I thought about how precious moments are, and how even if we know it at the time just how precious they are, one day they will be unrecoverable, memories only, and they will sear the throat and heart, and the greater the joy and beauty, the greater the pain.

I thought about taking Baccarat and Rapide to walk along the Seine from the vet's, past Sam's lycée, and on a little farther toward the bridge to Limay Monday morning, and how I could see the Ile aux Dames, where the tennis club where Sam used to play is, and how I used to bring the dogs to walk in the park and wait for Sam's lesson to be finished. I had wanted to get there, to sit with them in that park again, but Baccarat could go no farther than halfway up the stair to the bridge, and then she found a damp spot in the shade and let her front legs slide until her belly touched the stone and she did not get up until I had to try to get her back to the vet for care.

We sat there and I looked at where the club would be, on the other side of the bridge, and I thought about how those moments are unretrievable, part of another part of my life as a mother, and how Sam has joined me as an adult, ready to care for our dog with all the love he has learned he has for her. I wanted to run to that parking lot and sit there again in my car, see him walk up the gravel path between the courts, his racket over his shoulder, his curling hair long over his brow and down his neck, a can of coke in his hand, won because he beat everyone, ready to tell me again how they are lousy, anyway, but he started too late to be one of the chosen players. I looked at Baccarat, and I thought about how that Sam is gone, just like she might soon be gone, a memory, photos, the stories we can tell, and I felt almost desperate against the nostalgia you have to fight.

Go on, only on. Love and let the future take care of the past and the pain.

Rapide came to my side and looked at me. It was time to join my husband up on the bench. I told him, my voice so tight the words could barely come out. I looked at the opposite bank, the water flowing by. He touched a tear that hung from my lower lashes and threatened to betray me by being followed by another, running down my cheek.

"Je pense," I told him, "que ce n'est pas pareil pour toi qui passes ta vie à l'hôpital, où les jours sont les mêmes sur toutes ces années qui filent, mais nous, les mères qui peuvent, qui sont avec leurs enfants, même si on travaille, qui les amènent à leurs activités, qui s'en occupent tous les jours, on vie ces périodes, ces phases, on doit les laisser passer pour vivre la prochaine et un jour la voir passer aussi. On a tant de petits deuils à faire, et on doit se battre contre la nostaglie tout le temps ou couler."

He considered a moment.
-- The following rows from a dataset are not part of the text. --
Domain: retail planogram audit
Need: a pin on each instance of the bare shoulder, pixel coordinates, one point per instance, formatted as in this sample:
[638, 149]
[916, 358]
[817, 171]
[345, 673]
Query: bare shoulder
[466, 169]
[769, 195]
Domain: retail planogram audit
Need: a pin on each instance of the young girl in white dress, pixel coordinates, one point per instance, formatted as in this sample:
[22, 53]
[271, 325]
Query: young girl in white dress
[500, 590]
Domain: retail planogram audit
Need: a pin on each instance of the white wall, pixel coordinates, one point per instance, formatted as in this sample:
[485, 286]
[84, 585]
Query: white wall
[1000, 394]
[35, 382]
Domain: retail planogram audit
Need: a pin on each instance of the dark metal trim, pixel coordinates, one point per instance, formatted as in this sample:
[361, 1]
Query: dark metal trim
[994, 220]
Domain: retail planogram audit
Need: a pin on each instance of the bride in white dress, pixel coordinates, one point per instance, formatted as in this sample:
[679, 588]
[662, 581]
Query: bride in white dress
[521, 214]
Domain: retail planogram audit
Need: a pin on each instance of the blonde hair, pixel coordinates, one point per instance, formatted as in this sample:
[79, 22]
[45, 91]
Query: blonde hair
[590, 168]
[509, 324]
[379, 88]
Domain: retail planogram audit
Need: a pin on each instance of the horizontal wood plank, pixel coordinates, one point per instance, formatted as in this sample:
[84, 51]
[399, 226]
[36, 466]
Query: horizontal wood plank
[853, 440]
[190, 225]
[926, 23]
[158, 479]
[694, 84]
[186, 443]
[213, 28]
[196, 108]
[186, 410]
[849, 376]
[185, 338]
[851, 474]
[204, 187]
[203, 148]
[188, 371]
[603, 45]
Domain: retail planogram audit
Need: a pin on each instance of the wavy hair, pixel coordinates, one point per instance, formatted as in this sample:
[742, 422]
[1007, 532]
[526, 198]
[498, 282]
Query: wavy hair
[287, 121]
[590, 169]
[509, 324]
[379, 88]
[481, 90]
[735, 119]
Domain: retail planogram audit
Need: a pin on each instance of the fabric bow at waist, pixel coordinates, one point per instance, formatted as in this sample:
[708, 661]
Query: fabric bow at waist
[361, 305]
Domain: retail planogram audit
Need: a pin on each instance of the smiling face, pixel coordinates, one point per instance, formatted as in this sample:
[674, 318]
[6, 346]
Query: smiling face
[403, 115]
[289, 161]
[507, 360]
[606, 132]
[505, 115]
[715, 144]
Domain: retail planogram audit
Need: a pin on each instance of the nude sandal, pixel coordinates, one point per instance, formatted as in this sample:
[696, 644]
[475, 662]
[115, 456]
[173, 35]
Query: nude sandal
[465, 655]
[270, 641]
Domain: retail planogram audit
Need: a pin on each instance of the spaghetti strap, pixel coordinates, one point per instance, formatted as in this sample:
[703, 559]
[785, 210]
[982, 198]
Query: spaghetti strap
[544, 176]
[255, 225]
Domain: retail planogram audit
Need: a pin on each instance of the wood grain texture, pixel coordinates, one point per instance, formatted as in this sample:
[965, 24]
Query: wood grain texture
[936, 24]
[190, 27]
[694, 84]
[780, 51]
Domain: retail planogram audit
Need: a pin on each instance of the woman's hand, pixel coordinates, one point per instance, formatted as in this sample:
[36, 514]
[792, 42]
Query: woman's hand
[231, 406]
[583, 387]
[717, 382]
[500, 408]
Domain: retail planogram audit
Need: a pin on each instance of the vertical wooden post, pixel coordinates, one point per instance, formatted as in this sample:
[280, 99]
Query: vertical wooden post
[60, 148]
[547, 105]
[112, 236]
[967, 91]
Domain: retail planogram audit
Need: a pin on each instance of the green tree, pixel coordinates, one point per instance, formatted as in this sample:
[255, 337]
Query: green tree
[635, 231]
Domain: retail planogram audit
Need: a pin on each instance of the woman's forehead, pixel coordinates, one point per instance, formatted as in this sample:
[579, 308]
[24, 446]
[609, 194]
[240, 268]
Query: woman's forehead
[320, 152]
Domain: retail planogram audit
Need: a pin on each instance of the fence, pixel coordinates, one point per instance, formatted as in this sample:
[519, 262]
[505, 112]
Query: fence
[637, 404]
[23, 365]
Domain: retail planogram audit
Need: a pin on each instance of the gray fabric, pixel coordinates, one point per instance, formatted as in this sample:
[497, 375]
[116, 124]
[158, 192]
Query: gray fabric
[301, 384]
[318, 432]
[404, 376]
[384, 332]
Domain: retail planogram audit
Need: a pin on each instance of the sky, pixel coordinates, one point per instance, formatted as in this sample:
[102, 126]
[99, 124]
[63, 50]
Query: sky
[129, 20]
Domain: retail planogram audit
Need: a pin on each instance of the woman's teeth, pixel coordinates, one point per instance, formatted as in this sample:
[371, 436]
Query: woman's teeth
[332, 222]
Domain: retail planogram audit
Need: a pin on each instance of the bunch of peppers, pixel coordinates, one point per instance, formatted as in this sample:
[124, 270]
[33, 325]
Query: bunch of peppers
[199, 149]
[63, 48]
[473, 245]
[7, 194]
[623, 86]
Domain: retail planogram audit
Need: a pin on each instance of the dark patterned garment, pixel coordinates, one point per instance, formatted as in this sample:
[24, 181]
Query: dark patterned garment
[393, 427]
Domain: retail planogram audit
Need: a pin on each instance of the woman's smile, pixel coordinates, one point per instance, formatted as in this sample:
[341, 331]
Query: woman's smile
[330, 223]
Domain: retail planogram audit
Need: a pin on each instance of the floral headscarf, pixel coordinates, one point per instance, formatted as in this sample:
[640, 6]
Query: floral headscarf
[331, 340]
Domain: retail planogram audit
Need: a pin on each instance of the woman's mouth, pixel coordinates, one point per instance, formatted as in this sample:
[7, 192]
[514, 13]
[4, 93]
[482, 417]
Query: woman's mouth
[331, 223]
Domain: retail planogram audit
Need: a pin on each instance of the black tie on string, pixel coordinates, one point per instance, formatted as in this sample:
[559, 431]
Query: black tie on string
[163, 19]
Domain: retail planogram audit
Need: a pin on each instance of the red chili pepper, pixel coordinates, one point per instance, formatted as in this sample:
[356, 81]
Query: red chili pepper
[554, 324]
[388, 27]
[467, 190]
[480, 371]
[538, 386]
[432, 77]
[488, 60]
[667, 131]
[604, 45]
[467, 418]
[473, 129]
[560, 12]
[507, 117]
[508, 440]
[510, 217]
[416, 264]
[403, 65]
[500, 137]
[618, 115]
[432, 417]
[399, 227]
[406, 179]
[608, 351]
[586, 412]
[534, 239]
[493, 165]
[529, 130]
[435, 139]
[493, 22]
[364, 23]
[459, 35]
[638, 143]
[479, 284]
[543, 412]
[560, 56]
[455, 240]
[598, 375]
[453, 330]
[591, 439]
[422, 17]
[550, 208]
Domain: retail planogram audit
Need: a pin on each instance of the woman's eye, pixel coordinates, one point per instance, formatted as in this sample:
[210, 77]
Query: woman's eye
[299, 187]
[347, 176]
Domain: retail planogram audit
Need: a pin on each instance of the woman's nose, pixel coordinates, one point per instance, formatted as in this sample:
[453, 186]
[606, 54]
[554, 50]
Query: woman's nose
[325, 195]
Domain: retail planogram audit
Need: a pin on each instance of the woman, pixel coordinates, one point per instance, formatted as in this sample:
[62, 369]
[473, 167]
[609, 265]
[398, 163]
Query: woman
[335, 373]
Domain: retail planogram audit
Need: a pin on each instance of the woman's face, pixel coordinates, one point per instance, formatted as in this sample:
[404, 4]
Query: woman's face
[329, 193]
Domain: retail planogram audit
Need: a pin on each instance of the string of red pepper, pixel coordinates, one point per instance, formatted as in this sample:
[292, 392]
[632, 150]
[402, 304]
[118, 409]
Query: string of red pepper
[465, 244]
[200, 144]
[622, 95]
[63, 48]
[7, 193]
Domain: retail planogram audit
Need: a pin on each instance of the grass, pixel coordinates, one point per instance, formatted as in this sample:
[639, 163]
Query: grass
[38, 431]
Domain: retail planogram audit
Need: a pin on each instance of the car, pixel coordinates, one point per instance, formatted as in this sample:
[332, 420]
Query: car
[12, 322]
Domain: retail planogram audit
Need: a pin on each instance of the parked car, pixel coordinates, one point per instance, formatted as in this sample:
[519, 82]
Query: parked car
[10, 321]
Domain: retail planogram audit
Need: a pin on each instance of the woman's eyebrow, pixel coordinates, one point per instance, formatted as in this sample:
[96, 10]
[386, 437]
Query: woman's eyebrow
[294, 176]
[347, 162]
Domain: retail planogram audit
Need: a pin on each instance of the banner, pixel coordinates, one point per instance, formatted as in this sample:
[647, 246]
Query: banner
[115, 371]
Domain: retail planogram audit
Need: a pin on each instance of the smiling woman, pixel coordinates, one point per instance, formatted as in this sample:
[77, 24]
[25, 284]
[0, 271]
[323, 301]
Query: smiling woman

I glanced at him and saw him looking out over the Seine, as well. Once, my husband told me that he couldn't imagine not living by water. Twice this week, I had sat and watched the river flow by along with my memories and thoughts.

"Tu as peut-être raison," he finally said, "mais je vie des moments de nostalgie aussi, seulement, je les repousse."

"Moi non plus, je ne me laisse pas rester dans la nostalgie. Je serais trop malheureuse pour rien faire. Ce n'est juste que la coincidence entre ce moment quand on risque de perdre Baccarat et je vois Sam devient un adult, son enfance dans le passé, c'est trop fort, mais je n'y reste pas." He put his arm around my waist, and we headed back to the path along the Seine and home, to our bottom gate.

The coincidence, the terrible synchronicity in perhaps losing Baccarat at the very moment that Sam's childhood ends, is too much, but I won't let myself get lost in that. Baccarat needs me to do what I can for her, and Sam will need me in different ways, with new things to live. Ends are never so neat as that, thank heavens. They just seem that way when we are fragile.

It's time to leave for Maisons-Alfort. I'll take my motorcycle today, since Baccarat won't be coming home yet.